Rounding out these portfolios, of course, is the “hedge fund” Hussman Strategic Growth. Hussman has a bifurcated strategy.

The fund buys a diversified portfolio of stocks that have high earnings growth but attractive valuations. The fund’s stock picks have outperformed the major market indexes since the fund’s inception.

The second part of the strategy is to use options to either hedge or leverage the portfolio. Fund management uses a series of indicators to determine the market valuation and the market climate. If both the valuation and climate are negative, the portfolio might be completely hedged against a market decline with options that gain in value if the indexes decline. If both factors are positive, the portfolio might be leveraged with options that rise with the indexes. When the indicators are mixed, the fund might not use options or be partly hedged or partly leveraged.

For some time, the fund’s indicators have shown the broad market to be overvalued and overbought. This does not mean management expects a bear market or a crash. Instead, its studies show that conditions similar to today’s result in low average returns for the next ten years. The low returns often are the result of a generally rising market that is interrupted by steep market declines that erase 50% or more of the previous gains.

The conservative strategy of Hussman Strategic Growth allows us to take more aggressive positions in the rest of the portfolio. This fund should rise during any extended market decline, and that should offset any losses incurred in our other funds. When the market rises, Hussman will hold steady or rise modestly while the other funds will have strong returns.

This strategy enabled us to earn strong, solid returns over the last few years despite the wide fluctuations in the market indexes.

Income Growth and Income Portfolios

Interest rates and bonds still are adjusting to the after-effects of the credit crisis. Treasury rates generally are drifting up as investors ease their way back into riskier investments.

There still are some warning signs in the fixed income markets. Treasury rates are rising, as are rating on investment grade corporate bonds. Since the end of the credit crisis, yields on riskier bonds have declined. One would expect these yields to decline after the crisis ended, because at the worst of the crisis they were at extreme levels.

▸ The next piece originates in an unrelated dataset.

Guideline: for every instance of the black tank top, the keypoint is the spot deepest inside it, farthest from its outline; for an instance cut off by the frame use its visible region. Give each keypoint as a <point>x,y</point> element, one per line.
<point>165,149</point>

But they have settled in at levels that do not reflect their risk.

The result of these changes is that the spread between yields on treasuries and riskier bonds is wider than before the crisis, but it still is only at or below long-term average levels. Income investors still are not being paid enough to take the risks in these bonds.

The performance of high yield bonds shows the stages of the crisis. Before the crisis, Price High Yield was up about 2.5% for the year, and Vanguard High Yield returned about 1%. By late July, Vanguard was down over 6% for the year and Price showed a 4% loss. By mid-October Price recovered enough to be down just under 1% for the year and Vanguard’s loss for the year was under 2%. Riskier funds have had strong recoveries but remain well below where they started the year. Despite the wild fluctuations of the last few months, investors still are not being paid enough to take risks in the fixed income markets.

Jeff Gundlach, chief investment officer of TCW and manager of the TCW Total Return fund, believes that the mortgage crisis is in its mid to early stages. There should be more restructurings and defaults over the next two years as the aggressive loans taken out in 2005 and 2006 have their interest rates reset at higher levels and borrowers try to refinance. In the corporate high yield bond market, defaults or at or near record lows. It remains to be seen if that level can be maintained in the next few years if economic growth remains low and businesses that were purchased the last few years with large amounts of debt try to make their interest and principal payments.

After all the credit market fluctuations this year, most bond funds have either no gain for the year or losses. Investors in money market funds or short-term bonds are on track to earn 4% to 5% for the year with none of the fluctuations or risks of loss of the other fixed income choices. Don’t be a yield hog. Manage risk and the income and gains will take care of themselves. November 2007.